The Brazilian Senate voted 61-20 to convict the country's first female president, Dilma Rousseff, of illegally using money from state banks to bankroll public spending. The vote ended 13 years of progressive Workers Party rule and brought to power her conservative former vice president, Michel Temer.
Leftist leaders in Caracas, Quito and La Paz have been consistent allies of Rousseff and her predecessor, Luiz Inacio Lula da Silva, including Venezuelan President Nicolas Maduro, who said the United States was behind the impeachment push.

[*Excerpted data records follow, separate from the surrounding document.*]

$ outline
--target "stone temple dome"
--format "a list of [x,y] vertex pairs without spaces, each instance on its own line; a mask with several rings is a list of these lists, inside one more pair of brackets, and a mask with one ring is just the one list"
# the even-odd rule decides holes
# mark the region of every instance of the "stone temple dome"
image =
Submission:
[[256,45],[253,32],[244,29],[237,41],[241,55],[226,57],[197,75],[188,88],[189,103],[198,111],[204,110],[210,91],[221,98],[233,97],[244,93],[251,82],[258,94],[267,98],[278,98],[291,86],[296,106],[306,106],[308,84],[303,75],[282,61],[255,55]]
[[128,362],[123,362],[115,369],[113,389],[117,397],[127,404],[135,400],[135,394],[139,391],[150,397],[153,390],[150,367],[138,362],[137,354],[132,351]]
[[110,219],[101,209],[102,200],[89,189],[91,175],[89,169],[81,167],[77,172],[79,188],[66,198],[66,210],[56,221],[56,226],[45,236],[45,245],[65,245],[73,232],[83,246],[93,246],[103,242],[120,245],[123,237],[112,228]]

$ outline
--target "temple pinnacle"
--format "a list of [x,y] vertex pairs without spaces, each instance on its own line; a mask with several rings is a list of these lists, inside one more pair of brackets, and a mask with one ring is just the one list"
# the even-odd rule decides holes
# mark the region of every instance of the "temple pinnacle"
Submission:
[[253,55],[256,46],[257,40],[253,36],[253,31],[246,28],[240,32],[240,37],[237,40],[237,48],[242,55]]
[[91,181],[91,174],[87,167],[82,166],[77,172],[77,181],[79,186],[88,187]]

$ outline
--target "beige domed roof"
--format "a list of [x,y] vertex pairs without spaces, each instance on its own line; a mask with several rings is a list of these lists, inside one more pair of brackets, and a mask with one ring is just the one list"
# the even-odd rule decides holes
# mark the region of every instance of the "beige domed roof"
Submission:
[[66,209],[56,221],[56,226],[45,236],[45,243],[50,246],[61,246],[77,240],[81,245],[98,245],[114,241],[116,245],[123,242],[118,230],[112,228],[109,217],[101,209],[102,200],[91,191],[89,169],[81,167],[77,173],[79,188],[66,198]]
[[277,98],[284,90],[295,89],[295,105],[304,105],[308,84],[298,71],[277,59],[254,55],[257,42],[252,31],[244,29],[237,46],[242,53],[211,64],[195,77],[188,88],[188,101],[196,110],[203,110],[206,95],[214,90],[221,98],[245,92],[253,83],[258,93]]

"This coup d'etat isn't just against Dilma. It is against Latin America and the Caribbean. It is against us," Maduro said in a televised speech. "This is an attack against the popular, progressive, leftist movement."
Brazilian Foreign Minister Jose Serra defended the constitutionality of Rousseff's impeachment and questioned the legitimacy of Maduro's government.
"The Venezuelan government has no moral standing to talk about democracy, since they don't have a democratic regime," he said in comments posted to a government website, in which he accused Venezuela of holding political prisoners.
A political crisis in Venezuela has already heightened tensions with the Temer government, which took over on an interim basis when Rousseff was suspended in May to face trial.
Earlier this month, diplomats from Brazil and Uruguay traded barbs over the latter's accusation that Brasilia was trying to "buy" its vote to block Venezuela from taking the rotating presidency of the region's Mercosur trade bloc.
Brazil, Argentina and Paraguay have refused to allow Venezuela to take the Mercosur presidency, arguing that it has not complied with the minimum requirements to belong to the common market.